False-positive Usage Policy refusal on Russian text typed in QWERTY layout

Resolved 💬 1 comment Opened Apr 25, 2026 by Dmitriy-Kondratev Closed May 29, 2026

Summary

Claude Code returns API Error: ...appears to violate our Usage Policy for benign Russian-language messages that were accidentally typed with the English (QWERTY) keyboard layout active. The resulting Latin gibberish (e.g. ghbdtn rfr ltkf) is flagged by the safety classifier as suspicious / obfuscated content.

Related: #50214 (also a Russian-language UX gap reported by the same user).

Reproduction

  1. Switch OS keyboard layout to English (US/QWERTY).
  2. Type a normal Russian sentence as if the layout were Russian (ЙЦУКЕН), e.g. gjxtve rjulf z gbie gj heccrb d fyukbqcrjq hfcrkflrt vtyz ,kjxfn.
  • Decoded back to Cyrillic: почему когда я пишу по русски в английской раскладке меня блочат.
  1. Send to Claude Code.

Expected

Either a normal response, a hint to switch layout, or a clarifying question.

Actual

API Error: Claude Code is unable to respond to this request, which appears
to violate our Usage Policy.
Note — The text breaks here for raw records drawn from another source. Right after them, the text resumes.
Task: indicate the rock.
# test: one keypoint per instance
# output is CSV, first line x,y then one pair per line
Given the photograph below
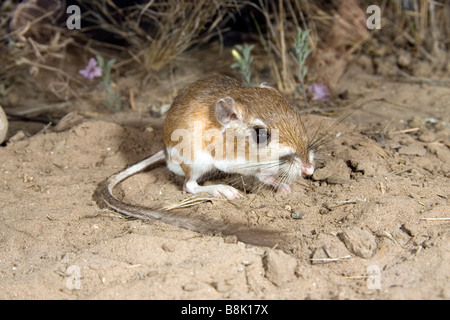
x,y
427,136
191,286
359,242
413,150
279,267
297,214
Try rephrasing the request or attempting a
different approach.

(Screenshot of the actual error in Claude Code TUI can be attached in a comment.)

Why this is a false positive

The string is a deterministic 1:1 character mapping from a Cyrillic keyboard onto Latin keys. It is trivially detectable:

  • Bigram frequency: gh, rj, cn, ds, tk are extremely common in QWERTY-typed Russian and rare in English.
  • Reverse-mapping QWERTY -> ЙЦУКЕН and running a Cyrillic language-ID classifier on the result yields high-confidence Russian.
  • Tools like Punto Switcher have done exactly this client-side for 20+ years.

Impact

This is a recurring frustration for Russian-speaking users, and likely affects users of other Cyrillic / non-Latin keyboard layouts (Ukrainian, Bulgarian, Greek, ...). The refusal is opaque, the suggested workaround (/model claude-sonnet-4-20250514) does not address the root cause, and the user has done nothing wrong.

Suggested fix

Before sending text to the policy classifier, run a cheap layout-mismatch heuristic: if the input has high entropy as English but decodes to a coherent non-English language under a known keyboard remapping, then either auto-decode it, pass it through with a layout hint, or prompt the user to confirm. False positives here have a real UX cost for non-English users.

Environment

  • Claude Code (latest)
  • Windows 11
  • Reported by a Russian-speaking user; pattern applies to any Cyrillic / QWERTY mix-up.